Root wins 1st-ever ITA singles title at Southern Collegiates

For three years, senior Doug Root always knew he had the tools.

Playing the No. 1 singles spot for Duke essentially since the day he stepped on campus as a freshman, Root always possessed the menacing serve and the crisp ground strokes, but he had never advanced past the quarterfinal round in any individual collegiate tournament.

As a result, Root still had to battle his opponent, that haunting phrase "unreached potential" and all its connotations on the tennis court.

This weekend at the Southern Collegiates in Athens, Ga., Root finally told "unreached potential" to take a hike.

Playing with the doggedness of someone who's tired of being defined as a "could be" rather than "is," the second-seeded Root rallied twice from a set down and took home his first-ever singles title as a Blue Devil by downing Mississippi's Alexander Hartman 6-2, 7-6 (7-4) in the finals.

And Root's new found secret? Two words: Staying positive.

"This summer, I worked a lot on staying positive through the tough situations in matches," Root said. "If things aren't going my way, I just kind of laugh at it a little more, and don't take it as seriously because you know it's going to turn around eventually."

After breezing through the first two rounds in straight sets, Root entangled himself in one of those tough situations in the quarterfinal match against Georgia State's Daniel Wajnberg.

Root squandered a set point in the opening frame and eventually lost the set in a tiebreaker, putting himself one set away from elimination. But the New Jersey native kept going to his serve-and-volley game and wore down Wajnberg 6-4, 7-5 in the final two stanzas.

"I learned a lot about turning situations around and keeping myself in matches," Root said. "So I felt pretty good, 'Yeah, it's just one set, I'm still in there.'"

"I was coming to the net a lot with the mentality of, 'If I just keep coming in, the guy is not going to just keep passing [me] time and time again.' Eventually, it just got tougher and tougher for him to come up with the shots."

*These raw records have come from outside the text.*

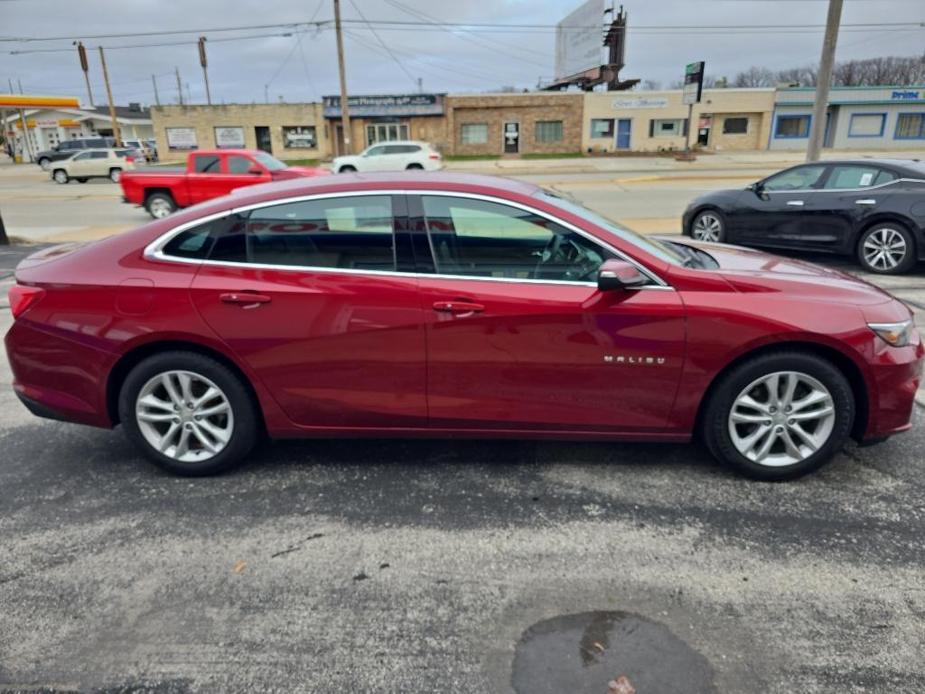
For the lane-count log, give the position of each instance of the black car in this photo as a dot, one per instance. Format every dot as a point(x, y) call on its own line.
point(873, 209)
point(66, 148)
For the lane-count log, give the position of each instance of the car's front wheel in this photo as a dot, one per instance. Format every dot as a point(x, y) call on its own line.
point(887, 249)
point(779, 416)
point(709, 225)
point(188, 413)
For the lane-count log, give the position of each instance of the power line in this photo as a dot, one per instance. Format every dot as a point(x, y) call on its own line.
point(384, 46)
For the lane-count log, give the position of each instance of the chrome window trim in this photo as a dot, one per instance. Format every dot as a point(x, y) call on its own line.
point(801, 191)
point(154, 250)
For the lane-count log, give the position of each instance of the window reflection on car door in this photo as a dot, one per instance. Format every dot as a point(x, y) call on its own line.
point(520, 337)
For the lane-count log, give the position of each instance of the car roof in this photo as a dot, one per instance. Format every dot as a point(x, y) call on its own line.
point(371, 182)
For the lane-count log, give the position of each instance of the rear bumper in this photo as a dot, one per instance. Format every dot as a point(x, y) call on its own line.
point(57, 377)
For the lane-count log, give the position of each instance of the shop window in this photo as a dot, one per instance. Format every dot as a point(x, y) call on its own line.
point(866, 124)
point(548, 131)
point(299, 137)
point(473, 133)
point(792, 126)
point(602, 127)
point(910, 126)
point(667, 127)
point(735, 126)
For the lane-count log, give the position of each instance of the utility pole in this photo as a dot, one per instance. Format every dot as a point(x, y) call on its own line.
point(205, 66)
point(85, 66)
point(824, 81)
point(344, 108)
point(112, 109)
point(179, 86)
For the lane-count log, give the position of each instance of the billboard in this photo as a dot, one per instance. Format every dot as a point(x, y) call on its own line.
point(579, 39)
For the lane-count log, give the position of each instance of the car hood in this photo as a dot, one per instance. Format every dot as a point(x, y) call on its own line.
point(748, 270)
point(298, 172)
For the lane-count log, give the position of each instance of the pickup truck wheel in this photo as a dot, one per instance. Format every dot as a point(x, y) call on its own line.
point(159, 205)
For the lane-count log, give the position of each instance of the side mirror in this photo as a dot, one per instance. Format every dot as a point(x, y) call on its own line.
point(619, 274)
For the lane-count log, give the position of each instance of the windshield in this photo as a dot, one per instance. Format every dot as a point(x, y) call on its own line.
point(271, 163)
point(659, 249)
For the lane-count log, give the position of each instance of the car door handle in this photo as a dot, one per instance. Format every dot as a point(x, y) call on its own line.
point(245, 299)
point(458, 308)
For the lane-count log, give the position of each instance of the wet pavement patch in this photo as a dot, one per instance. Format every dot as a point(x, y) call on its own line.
point(591, 651)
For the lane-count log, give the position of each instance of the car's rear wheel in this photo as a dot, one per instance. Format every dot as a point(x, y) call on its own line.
point(709, 225)
point(887, 249)
point(779, 416)
point(188, 413)
point(160, 205)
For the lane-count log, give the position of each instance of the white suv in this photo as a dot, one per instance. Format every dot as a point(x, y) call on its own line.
point(391, 156)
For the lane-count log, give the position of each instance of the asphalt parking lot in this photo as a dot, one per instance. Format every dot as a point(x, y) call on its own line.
point(456, 566)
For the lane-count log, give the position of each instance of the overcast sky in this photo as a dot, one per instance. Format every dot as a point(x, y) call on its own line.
point(303, 66)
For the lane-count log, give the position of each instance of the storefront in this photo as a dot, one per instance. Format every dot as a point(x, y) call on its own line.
point(724, 120)
point(873, 118)
point(386, 117)
point(287, 131)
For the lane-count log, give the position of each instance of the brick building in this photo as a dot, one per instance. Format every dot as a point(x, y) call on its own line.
point(513, 124)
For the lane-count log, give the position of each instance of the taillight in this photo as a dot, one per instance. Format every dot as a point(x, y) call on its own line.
point(23, 298)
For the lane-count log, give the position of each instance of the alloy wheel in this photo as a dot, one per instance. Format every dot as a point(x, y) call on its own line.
point(184, 416)
point(781, 418)
point(884, 249)
point(707, 227)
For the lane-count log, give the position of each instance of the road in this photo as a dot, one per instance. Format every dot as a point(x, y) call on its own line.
point(455, 566)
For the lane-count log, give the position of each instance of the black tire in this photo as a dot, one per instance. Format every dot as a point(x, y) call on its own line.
point(715, 420)
point(156, 202)
point(245, 414)
point(883, 264)
point(702, 217)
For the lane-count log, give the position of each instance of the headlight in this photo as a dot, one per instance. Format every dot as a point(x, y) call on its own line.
point(895, 334)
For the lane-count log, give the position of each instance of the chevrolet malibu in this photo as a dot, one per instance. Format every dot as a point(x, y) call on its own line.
point(448, 305)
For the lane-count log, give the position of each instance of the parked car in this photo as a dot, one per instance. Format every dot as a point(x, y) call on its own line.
point(208, 174)
point(872, 209)
point(66, 148)
point(94, 163)
point(391, 156)
point(454, 305)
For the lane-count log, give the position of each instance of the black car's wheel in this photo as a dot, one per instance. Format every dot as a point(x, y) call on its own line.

One day later, Georgia's Matias Boeker again backed Root into a corner by taking the first set 6-4. But Root refused to buckle and took the next two sets 7-5 and 7-6, winning the deciding set via the tiebreaker, 7-5.

"He's learned a lot over the last few years," men's tennis coach Jay Lapidus said. "He went in there with a different attitude-he was much more relaxed. He put too much pressure on each match in the past; this was a much more relaxed Doug Root.

"He was relaxed enough to enjoy the battle, and he did a good job of battling back."

In Sunday's final against Hartman, Root blistered through the first set with ease, dropping only two games. But Hartman stepped up to the task in the second, going point for point with Root. With the set all square at 6-6, Root proceeded to drop the first three points of the tiebreaker.

Fittingly, Root rallied for the third and final time on the weekend, taking seven of the next eight points to put away Hartman and the whispers of "unreached potential."

Notes: Freshmen Yorke Allen and Mike Yani and juniors Marko Cerenko and Ted Rueger each won one match in the same tournament before bowing out.... The doubles teams of Allen/Yani and Cerenko/Rueger both dropped their first round match.